Vitamin B3 is also known as Niacin, Nicotinic acid, and Nicotinamide. Vitamin B3 was discovered in 1937 by Casimir Funk. He was a polish biochemist that accidentally isolated Vitamin B3. At first it was named the pellagra preventing factor. Funk’s research didn’t become relevant until Joseph Goldberger attempted to analyse Vitamin B3 deficient diets of Mississippi inmates. This was when Pellagra was discovered and action taken to treat it.
Symptoms fo deficiency, known as pellagra includes dry/scaly skin, indigestion, vomiting, depression, low mood, reduced circulation and lethargy.
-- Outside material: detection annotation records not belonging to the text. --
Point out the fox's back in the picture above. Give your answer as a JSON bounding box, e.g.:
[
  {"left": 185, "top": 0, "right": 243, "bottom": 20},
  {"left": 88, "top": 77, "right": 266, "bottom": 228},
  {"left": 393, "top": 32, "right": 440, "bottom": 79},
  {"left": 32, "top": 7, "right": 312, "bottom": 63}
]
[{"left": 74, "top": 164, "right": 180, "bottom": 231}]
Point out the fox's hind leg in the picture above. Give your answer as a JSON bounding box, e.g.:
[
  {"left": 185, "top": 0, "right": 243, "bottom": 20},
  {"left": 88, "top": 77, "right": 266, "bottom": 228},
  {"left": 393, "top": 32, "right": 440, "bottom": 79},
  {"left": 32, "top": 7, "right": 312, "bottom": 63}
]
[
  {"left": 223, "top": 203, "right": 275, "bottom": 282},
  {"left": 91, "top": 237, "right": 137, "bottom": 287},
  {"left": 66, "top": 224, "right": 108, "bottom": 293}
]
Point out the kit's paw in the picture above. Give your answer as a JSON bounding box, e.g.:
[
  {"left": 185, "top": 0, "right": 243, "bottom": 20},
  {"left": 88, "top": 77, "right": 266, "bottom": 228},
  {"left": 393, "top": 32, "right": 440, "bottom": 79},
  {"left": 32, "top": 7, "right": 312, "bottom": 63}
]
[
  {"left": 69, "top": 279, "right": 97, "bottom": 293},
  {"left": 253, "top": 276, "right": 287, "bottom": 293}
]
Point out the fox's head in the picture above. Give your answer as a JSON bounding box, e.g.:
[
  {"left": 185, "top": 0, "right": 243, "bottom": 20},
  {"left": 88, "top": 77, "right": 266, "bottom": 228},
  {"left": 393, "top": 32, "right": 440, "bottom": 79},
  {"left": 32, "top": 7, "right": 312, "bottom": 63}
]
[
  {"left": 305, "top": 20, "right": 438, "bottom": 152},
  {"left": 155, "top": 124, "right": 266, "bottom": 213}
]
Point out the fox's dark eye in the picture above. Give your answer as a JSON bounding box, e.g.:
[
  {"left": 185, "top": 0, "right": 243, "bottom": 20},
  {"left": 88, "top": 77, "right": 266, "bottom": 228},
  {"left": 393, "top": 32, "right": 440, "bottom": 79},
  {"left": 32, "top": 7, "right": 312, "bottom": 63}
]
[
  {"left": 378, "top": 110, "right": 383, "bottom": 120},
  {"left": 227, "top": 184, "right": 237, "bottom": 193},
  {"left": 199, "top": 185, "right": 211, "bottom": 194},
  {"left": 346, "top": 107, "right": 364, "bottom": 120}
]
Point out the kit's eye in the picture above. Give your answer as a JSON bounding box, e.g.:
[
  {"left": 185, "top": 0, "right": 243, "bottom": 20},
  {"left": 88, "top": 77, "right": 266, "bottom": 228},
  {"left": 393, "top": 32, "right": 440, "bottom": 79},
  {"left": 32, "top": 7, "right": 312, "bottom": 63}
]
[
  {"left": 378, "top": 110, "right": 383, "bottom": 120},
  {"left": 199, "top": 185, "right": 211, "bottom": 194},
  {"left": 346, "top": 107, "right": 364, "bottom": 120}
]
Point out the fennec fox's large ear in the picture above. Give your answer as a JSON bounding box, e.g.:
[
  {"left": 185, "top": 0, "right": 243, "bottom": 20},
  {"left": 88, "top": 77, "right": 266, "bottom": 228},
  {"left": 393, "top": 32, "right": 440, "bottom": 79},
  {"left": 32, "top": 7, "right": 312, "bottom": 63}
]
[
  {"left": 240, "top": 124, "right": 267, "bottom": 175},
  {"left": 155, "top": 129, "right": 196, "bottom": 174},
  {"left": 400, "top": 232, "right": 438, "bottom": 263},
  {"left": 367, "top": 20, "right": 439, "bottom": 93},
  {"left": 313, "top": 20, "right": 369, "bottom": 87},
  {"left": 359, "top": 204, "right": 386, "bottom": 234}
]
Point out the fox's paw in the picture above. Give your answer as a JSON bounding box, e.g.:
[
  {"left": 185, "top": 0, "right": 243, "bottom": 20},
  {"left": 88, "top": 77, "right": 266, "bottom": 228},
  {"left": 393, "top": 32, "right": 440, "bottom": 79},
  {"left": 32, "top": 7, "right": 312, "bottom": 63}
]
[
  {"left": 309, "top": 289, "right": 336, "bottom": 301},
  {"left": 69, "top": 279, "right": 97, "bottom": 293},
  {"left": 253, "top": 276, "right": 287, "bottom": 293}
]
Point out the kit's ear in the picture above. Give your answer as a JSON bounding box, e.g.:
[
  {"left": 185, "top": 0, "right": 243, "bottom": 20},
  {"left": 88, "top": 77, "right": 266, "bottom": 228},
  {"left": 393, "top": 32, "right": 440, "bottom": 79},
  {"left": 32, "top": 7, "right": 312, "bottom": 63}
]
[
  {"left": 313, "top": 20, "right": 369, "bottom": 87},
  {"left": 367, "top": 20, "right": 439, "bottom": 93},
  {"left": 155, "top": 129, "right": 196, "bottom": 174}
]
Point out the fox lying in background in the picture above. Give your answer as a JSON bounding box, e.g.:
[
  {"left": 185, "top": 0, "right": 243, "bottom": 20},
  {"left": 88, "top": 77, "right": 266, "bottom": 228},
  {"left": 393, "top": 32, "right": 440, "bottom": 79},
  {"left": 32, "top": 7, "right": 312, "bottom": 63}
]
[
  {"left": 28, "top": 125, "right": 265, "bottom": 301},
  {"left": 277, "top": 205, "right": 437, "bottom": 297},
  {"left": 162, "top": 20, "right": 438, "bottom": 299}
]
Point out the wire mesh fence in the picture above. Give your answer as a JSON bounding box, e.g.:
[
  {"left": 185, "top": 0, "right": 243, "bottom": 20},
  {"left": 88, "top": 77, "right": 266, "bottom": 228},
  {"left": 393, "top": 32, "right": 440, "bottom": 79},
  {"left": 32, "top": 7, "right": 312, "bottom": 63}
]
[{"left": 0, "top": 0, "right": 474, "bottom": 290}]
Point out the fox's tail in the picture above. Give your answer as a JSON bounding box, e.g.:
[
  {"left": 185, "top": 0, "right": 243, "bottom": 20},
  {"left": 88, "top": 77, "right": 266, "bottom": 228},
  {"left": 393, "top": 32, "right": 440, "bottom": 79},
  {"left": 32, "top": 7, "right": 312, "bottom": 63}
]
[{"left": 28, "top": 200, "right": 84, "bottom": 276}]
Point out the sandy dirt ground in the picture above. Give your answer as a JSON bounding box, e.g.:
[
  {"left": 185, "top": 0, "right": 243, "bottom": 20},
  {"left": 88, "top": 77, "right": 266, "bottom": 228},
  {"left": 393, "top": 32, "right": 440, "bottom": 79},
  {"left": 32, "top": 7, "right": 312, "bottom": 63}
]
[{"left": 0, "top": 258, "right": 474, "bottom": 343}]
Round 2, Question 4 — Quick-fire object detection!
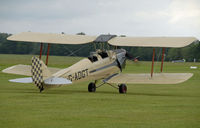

The best dietary sources of Vitamin b3 includes rice, wholegrains, turkey, mackerel, red meat and seeds. Tryptophan can also be a secondary source, food sources of tryptophan are dairy products and eggs.
A typical adult should consume 14-16mg per day. This increases to 18mg when pregnant and 17mg when breast feeding. We are actually able to produce Vitamin B3 ourselves from the amino acid Tryptophan. For every 60mg of Tryptophan, 1mg and Niacin is produced.
Here are some health benefits of Vitamin B3 :
- Vitamin B3 has been associated with improvements in diabetic symptoms, nervous system functionality, improved blood flow and healthy skin.
- Much like all B-vitamin, Vitamin B3 is involved in energy production. In fact, one of the body’s main co-enzymes involved in energy production is Nicotinamide adenine dinucleotide, produced from Vitamin B3.
- Vitamin B3 is associated with improvements in cognitive health. One study found taking Vitamin B3 led to better mental clarity, cognitive health and reduced risk of Alzheimer’s disease.
- Vitamin B3 has also been associated with heart health according to studies. One study showed a 10% improvement in cholesterol levels and as a result a 26% reduction in the incidence of strokes.